Considering in more detail the accompanying Figures, it is seen that FIG. 1 shows the basic principle of having metal or dielectric mirror backed arrays of di- and or tri-hedral shapes (for simplicity, in the 2-d plane of the page, only the dihedral surface is shown) embedded in fabric with or without the use of a dielectric in-fill and with or without an anti-reflective surface (both of which are shown in the diagram). The purpose of including a dielectric in-fill and/or an anti-reflective surface is to modify the electromagnetic properties of the incident signal in terms of frequency response, phase, polarisation or amplitude, or whichever is most appropriate for the illuminating radar system to “see” the material and for maximum visibility and discrimination.

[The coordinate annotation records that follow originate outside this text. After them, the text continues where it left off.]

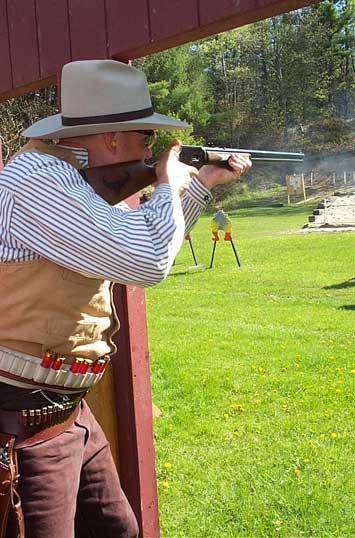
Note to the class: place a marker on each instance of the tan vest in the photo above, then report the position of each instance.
(45, 307)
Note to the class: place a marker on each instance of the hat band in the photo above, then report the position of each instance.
(109, 118)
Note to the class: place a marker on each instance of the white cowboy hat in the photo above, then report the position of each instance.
(101, 96)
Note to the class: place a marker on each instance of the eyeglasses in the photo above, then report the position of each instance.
(149, 134)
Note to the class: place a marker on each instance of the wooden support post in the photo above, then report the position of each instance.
(122, 404)
(303, 187)
(134, 410)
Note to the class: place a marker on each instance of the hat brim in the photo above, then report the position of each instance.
(52, 126)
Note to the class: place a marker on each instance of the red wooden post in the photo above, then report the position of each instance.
(134, 407)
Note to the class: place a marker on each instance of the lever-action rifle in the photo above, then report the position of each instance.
(125, 179)
(198, 156)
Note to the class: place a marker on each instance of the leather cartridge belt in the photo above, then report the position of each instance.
(50, 371)
(31, 426)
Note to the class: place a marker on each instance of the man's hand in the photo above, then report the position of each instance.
(211, 175)
(170, 170)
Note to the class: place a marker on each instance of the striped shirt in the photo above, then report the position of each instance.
(48, 210)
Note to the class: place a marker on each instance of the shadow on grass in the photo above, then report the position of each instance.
(342, 285)
(187, 270)
(270, 211)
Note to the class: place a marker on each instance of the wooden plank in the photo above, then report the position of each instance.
(53, 36)
(173, 17)
(215, 11)
(222, 24)
(102, 401)
(134, 405)
(23, 41)
(5, 69)
(127, 24)
(87, 22)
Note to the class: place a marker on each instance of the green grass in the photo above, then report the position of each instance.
(253, 369)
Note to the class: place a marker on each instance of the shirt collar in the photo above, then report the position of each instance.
(81, 154)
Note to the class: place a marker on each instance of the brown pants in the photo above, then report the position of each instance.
(70, 488)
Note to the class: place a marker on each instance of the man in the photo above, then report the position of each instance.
(63, 242)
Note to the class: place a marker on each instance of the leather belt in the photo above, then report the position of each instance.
(50, 371)
(31, 426)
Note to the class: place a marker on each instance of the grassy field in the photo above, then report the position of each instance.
(253, 369)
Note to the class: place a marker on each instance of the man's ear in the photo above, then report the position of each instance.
(110, 142)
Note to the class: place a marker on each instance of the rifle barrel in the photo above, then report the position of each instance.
(198, 155)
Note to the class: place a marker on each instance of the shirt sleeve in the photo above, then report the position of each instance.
(60, 217)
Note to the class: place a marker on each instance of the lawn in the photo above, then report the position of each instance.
(253, 369)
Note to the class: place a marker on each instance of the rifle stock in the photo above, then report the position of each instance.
(125, 179)
(198, 156)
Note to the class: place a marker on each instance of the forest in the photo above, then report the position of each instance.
(286, 83)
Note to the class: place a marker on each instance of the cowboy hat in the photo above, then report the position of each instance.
(101, 96)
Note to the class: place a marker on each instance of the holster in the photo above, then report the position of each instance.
(9, 497)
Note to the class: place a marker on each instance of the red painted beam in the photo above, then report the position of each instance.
(214, 17)
(38, 36)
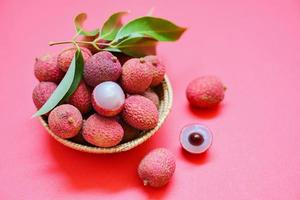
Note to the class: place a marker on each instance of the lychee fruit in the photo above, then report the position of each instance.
(81, 98)
(42, 92)
(90, 46)
(122, 57)
(130, 133)
(46, 69)
(150, 94)
(79, 138)
(136, 76)
(158, 69)
(102, 66)
(157, 167)
(64, 59)
(205, 91)
(101, 131)
(65, 121)
(195, 138)
(108, 98)
(140, 112)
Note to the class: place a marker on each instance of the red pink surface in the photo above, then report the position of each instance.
(253, 46)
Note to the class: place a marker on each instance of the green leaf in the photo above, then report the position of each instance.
(113, 49)
(137, 46)
(112, 26)
(157, 28)
(77, 76)
(78, 21)
(66, 87)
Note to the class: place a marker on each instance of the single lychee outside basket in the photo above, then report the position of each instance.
(165, 94)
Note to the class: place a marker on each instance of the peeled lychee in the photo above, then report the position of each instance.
(158, 70)
(102, 131)
(46, 69)
(81, 98)
(65, 121)
(42, 92)
(102, 66)
(140, 112)
(136, 76)
(150, 94)
(64, 59)
(205, 91)
(108, 98)
(157, 167)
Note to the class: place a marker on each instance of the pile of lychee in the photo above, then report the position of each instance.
(114, 103)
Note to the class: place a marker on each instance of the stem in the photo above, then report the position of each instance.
(78, 42)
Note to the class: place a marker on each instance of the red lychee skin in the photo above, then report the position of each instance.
(65, 121)
(46, 69)
(136, 76)
(150, 94)
(64, 59)
(90, 46)
(42, 92)
(81, 98)
(105, 112)
(158, 70)
(130, 133)
(122, 57)
(140, 112)
(157, 167)
(205, 92)
(102, 66)
(102, 131)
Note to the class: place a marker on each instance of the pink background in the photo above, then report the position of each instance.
(252, 45)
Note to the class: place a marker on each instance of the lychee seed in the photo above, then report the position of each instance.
(195, 138)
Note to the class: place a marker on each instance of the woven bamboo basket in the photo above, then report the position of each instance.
(166, 98)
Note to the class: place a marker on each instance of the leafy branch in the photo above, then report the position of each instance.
(137, 38)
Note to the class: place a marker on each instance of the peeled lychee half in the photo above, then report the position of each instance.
(205, 91)
(46, 69)
(108, 98)
(195, 138)
(140, 112)
(102, 66)
(42, 92)
(136, 76)
(101, 131)
(64, 59)
(65, 121)
(81, 98)
(150, 94)
(157, 167)
(158, 69)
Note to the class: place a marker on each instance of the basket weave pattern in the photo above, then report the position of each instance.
(166, 99)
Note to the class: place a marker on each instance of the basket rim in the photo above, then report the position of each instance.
(164, 110)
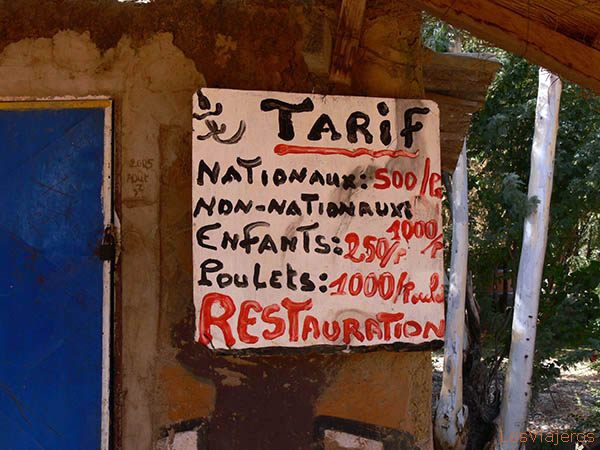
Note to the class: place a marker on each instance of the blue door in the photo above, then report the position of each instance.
(51, 282)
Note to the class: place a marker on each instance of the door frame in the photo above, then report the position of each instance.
(107, 201)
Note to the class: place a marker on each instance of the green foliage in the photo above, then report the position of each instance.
(499, 145)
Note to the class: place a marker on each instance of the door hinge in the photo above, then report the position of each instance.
(106, 250)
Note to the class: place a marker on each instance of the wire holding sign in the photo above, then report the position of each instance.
(305, 236)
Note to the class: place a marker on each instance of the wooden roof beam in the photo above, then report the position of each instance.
(534, 41)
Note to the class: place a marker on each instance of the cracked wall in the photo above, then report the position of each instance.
(150, 59)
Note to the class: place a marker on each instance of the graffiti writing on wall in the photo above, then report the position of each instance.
(316, 220)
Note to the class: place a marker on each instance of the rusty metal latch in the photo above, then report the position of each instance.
(107, 248)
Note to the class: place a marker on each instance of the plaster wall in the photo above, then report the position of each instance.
(162, 378)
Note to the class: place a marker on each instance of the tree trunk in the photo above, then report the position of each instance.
(451, 414)
(517, 386)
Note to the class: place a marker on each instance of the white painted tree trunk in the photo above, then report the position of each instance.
(451, 414)
(517, 389)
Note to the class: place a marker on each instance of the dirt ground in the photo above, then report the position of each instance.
(563, 407)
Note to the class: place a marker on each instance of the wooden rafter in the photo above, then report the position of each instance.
(346, 41)
(529, 38)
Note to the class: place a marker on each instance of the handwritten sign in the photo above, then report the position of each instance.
(316, 220)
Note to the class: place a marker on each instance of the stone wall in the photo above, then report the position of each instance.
(150, 59)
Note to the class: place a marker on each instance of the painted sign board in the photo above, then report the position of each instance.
(316, 221)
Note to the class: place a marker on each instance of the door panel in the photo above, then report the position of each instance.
(51, 283)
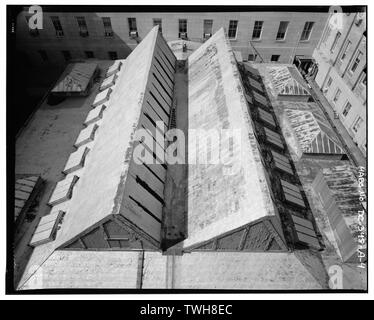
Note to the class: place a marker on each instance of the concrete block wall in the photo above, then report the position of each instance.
(122, 42)
(349, 83)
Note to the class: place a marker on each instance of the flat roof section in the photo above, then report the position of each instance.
(75, 78)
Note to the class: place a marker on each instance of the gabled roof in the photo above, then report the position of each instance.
(285, 82)
(75, 78)
(313, 134)
(100, 190)
(219, 203)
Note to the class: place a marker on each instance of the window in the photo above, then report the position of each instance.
(362, 80)
(356, 61)
(282, 30)
(346, 49)
(333, 46)
(327, 33)
(357, 124)
(182, 27)
(43, 55)
(208, 26)
(66, 54)
(252, 57)
(158, 22)
(57, 24)
(112, 55)
(108, 31)
(329, 82)
(346, 109)
(233, 27)
(257, 30)
(337, 95)
(82, 26)
(89, 54)
(132, 25)
(275, 57)
(305, 35)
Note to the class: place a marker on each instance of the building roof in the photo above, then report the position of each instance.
(313, 133)
(75, 78)
(104, 176)
(286, 82)
(219, 202)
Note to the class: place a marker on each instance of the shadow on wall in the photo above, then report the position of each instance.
(175, 224)
(36, 62)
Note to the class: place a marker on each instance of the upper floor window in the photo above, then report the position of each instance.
(82, 26)
(182, 28)
(329, 82)
(112, 55)
(356, 61)
(66, 54)
(362, 80)
(233, 28)
(357, 124)
(43, 55)
(347, 46)
(308, 27)
(346, 109)
(257, 30)
(132, 25)
(252, 57)
(337, 37)
(208, 27)
(89, 54)
(158, 22)
(326, 33)
(282, 30)
(57, 24)
(108, 31)
(337, 95)
(275, 57)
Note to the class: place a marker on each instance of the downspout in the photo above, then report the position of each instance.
(352, 57)
(338, 55)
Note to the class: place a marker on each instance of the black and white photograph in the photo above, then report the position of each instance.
(186, 149)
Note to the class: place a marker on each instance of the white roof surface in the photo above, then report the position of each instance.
(219, 202)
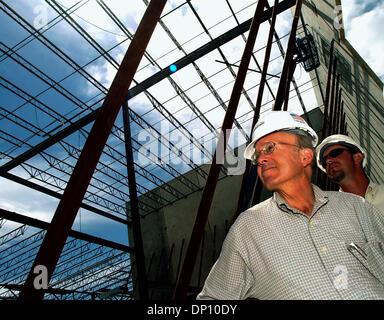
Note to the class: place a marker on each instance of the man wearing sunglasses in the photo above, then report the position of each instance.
(343, 160)
(302, 243)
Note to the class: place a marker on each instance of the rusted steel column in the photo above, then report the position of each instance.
(57, 234)
(134, 204)
(342, 125)
(263, 80)
(332, 99)
(288, 59)
(338, 111)
(291, 71)
(335, 104)
(185, 275)
(327, 89)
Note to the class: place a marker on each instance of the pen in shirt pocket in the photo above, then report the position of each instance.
(353, 247)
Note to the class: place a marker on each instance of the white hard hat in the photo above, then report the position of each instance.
(278, 121)
(338, 139)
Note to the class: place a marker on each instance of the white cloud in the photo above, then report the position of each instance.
(363, 27)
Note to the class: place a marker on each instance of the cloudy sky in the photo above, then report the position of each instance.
(363, 21)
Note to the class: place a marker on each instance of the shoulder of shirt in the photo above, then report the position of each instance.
(345, 197)
(254, 212)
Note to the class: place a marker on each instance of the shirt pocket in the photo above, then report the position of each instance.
(370, 254)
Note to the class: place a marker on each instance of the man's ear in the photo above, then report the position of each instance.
(358, 158)
(306, 156)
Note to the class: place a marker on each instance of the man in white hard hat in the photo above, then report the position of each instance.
(344, 160)
(302, 243)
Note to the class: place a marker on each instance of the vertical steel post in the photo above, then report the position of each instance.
(332, 99)
(327, 89)
(334, 117)
(338, 111)
(263, 80)
(57, 234)
(284, 77)
(134, 204)
(291, 71)
(185, 276)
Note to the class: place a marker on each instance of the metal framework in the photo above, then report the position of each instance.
(47, 114)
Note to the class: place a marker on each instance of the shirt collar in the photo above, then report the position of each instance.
(321, 198)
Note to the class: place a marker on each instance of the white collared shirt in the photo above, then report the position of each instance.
(273, 251)
(375, 195)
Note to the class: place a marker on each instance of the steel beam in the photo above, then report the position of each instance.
(284, 77)
(135, 215)
(185, 275)
(54, 240)
(13, 216)
(142, 86)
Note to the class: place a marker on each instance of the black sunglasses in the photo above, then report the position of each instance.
(333, 154)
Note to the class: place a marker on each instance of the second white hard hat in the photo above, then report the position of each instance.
(278, 121)
(338, 139)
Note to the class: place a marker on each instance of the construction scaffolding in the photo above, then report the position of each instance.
(137, 116)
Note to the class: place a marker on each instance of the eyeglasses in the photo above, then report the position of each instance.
(333, 154)
(268, 148)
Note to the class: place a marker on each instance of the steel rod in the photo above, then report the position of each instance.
(263, 81)
(134, 204)
(185, 276)
(284, 77)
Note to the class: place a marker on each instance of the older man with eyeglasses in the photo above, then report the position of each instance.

The reflective surface shown in FIG. 1 may be a metallic weave or film, patterned or unpatterned, or formed from a combination of dielectric and partially reflective layers forming a Fabry-Periot Etalon. Such approaches would again lend the retro-reflection properties of the material a strong frequency, phase or polarisation dependent characteristic which, under some circumstances, could enhance the discrimination—and, therefore, visibility—of the material to certain radar systems. Furthermore, with the use of periodic electrical or acoustic modulation of these dielectric or metallic films, it would be possible to modulate the radar return and further improve the discrimination but, again, this exact modulation approach would need to be tailored to the radar in question.

Furthermore, by embedding an array of antennas within, or in addition to, these shapes, together with amplifying devices, it would prove possible to return a much stronger retro-reflected signal by amplifying and re-transmitting the incident signal, with or without further modulation. Such partial amplification, or active retro-reflection, would have the effect of increasing the apparent retro-reflective area, which could be significant for very long range situations, such as in search and rescue, and where observation conditions are otherwise poor due to factors including extreme distance, snow, heavy rain or high winds (and, therefore, waves at sea). Such a powered or “active” approach would be primarily used to complement and enhance the basic retro-reflective properties of the material.

FIG. 2 shows the different responses of flat and shaped surfaces to incident radiation, and illustrates how these shapes maintain a strong average retroreflected response. For the flat plate and for off-axis angles of more than around 2-3 degrees, the retro-reflected power has dropped to 10% (from a −65 dBm return to −75 dBm) of the ideal value, and by about 8 degrees the retro-reflected power has dropped to less than 1% (i.e. −85 dBm returned power) of the ideal response. The diamond symbols denote flat plate, which gives a strong on-axis signal, but the reflected signal drops by 20 dB at 5-6 degrees off-axis and by 30 dB at 10 degrees and beyond. The larger dihedral shapes maintain a strong retro-reflected signal up to 15 degrees off axis with only a 15 dB drop on average, up to 40 degrees off axis. The drop-off in retro-reflected power with angle would be even more significant at longer distances as the results reported in FIG. 2 were for a relatively short test range.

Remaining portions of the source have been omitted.